Después de una primera parte con pocas emociones, el equipo de Gian Piero Gasperini acaba hincando la rodilla ante los rossoblú con los tantos de Messias y Vitinha, con el tercer gol consecutivo de Evan Ndicka entre medias, que había alimentado la ilusión de la remontada. Así cae el telón sobre un periodo en el que la AS Roma tuvo la oportunidad de centrarse exclusivamente en la liga, una ocasión quizá desaprovechada: desde comienzos de febrero solo han llegado dos victorias, además de otros dos empates y dos derrotas.

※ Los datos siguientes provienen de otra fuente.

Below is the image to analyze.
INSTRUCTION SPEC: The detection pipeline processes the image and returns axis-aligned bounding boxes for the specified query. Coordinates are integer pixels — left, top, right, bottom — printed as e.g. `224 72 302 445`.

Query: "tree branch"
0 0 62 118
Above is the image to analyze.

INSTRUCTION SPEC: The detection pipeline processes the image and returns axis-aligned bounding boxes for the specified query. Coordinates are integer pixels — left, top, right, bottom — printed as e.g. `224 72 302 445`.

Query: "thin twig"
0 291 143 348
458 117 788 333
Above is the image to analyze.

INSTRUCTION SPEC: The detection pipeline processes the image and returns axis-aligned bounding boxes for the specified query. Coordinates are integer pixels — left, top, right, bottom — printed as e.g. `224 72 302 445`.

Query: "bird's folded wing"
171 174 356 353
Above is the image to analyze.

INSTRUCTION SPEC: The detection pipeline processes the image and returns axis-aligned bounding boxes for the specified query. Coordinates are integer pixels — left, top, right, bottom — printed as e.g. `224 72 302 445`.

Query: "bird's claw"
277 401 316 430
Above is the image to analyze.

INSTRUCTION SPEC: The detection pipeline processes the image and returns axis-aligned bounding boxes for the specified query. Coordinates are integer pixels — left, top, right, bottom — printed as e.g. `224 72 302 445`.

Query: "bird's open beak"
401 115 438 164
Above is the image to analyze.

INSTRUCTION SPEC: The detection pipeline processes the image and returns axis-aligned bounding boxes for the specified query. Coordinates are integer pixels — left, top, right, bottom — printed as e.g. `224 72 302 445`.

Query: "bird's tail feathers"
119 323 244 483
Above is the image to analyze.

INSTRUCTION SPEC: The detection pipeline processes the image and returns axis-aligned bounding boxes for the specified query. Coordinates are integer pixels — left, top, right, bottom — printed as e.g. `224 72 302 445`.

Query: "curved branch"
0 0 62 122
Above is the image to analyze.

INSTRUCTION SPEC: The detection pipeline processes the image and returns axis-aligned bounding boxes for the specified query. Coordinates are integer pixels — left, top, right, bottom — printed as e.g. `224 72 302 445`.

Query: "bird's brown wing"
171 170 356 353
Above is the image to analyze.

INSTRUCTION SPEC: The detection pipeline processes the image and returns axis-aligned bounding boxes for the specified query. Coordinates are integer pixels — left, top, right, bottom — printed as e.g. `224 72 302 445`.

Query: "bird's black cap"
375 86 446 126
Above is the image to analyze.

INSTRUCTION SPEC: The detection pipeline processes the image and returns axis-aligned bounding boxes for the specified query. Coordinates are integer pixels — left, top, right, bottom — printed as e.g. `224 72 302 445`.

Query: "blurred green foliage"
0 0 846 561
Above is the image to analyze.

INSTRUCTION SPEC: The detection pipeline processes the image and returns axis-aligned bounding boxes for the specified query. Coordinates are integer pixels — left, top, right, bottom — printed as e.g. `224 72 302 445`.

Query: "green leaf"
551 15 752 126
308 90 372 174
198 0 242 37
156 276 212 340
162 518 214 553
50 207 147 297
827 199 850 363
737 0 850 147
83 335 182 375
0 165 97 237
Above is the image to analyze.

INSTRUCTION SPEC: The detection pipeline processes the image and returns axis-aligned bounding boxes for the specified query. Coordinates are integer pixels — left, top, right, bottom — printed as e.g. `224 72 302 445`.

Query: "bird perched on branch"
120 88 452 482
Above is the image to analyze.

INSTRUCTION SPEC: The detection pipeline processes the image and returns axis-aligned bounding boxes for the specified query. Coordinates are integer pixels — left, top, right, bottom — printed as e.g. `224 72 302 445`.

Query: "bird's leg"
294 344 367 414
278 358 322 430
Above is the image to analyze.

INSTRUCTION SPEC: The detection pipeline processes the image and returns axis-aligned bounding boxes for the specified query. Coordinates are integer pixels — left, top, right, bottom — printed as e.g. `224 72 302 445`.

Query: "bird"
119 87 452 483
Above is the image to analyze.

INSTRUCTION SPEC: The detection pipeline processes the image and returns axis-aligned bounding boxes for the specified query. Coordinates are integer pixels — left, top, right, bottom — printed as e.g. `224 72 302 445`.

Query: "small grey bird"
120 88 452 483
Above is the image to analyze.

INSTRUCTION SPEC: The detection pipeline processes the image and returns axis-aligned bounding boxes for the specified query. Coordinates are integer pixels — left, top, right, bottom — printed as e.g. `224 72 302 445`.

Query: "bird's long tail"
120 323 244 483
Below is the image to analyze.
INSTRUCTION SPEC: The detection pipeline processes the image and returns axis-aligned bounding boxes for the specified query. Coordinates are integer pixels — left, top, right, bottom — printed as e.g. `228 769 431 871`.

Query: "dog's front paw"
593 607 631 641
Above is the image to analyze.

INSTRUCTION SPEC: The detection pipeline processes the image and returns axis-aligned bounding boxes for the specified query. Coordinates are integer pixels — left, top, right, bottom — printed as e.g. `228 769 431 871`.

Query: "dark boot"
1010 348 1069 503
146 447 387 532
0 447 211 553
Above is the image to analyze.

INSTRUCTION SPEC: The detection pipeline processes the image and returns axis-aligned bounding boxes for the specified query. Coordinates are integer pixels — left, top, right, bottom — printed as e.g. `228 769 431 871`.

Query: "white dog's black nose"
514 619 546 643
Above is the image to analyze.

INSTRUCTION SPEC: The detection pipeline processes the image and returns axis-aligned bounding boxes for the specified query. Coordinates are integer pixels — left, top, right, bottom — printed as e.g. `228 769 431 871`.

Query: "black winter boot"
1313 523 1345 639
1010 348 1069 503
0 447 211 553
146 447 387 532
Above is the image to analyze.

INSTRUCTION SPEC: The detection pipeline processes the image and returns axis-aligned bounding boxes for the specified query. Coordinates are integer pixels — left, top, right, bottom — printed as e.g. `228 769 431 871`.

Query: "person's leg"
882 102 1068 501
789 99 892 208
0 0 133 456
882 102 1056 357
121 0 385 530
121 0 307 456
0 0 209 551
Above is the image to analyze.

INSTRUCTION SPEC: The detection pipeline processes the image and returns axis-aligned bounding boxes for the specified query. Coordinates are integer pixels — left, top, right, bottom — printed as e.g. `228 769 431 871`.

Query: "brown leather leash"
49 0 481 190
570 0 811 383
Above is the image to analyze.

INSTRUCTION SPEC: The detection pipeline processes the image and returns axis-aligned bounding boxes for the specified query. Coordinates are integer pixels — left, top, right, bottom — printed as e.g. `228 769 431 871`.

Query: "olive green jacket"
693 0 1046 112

Un tropiezo que sale caro a los capitalinos, obligados a ceder la cuarta plaza al Como por una peor diferencia de goles. Precisamente ante el Como se disputará el gran partido de la próxima semana, que ahora adquiere el peso de un auténtico cruce de caminos en la carrera por el billete para la próxima Champions League.
Antes, eso sí, vuelve Europa. El jueves a las 18:45 los hombres de Gasp visitarán al Bologna FC en la ida de los octavos de final de la Europa League. El técnico siempre ha reiterado que la liga es la prioridad, pero quizá ha llegado la hora de que también lo sea el camino europeo.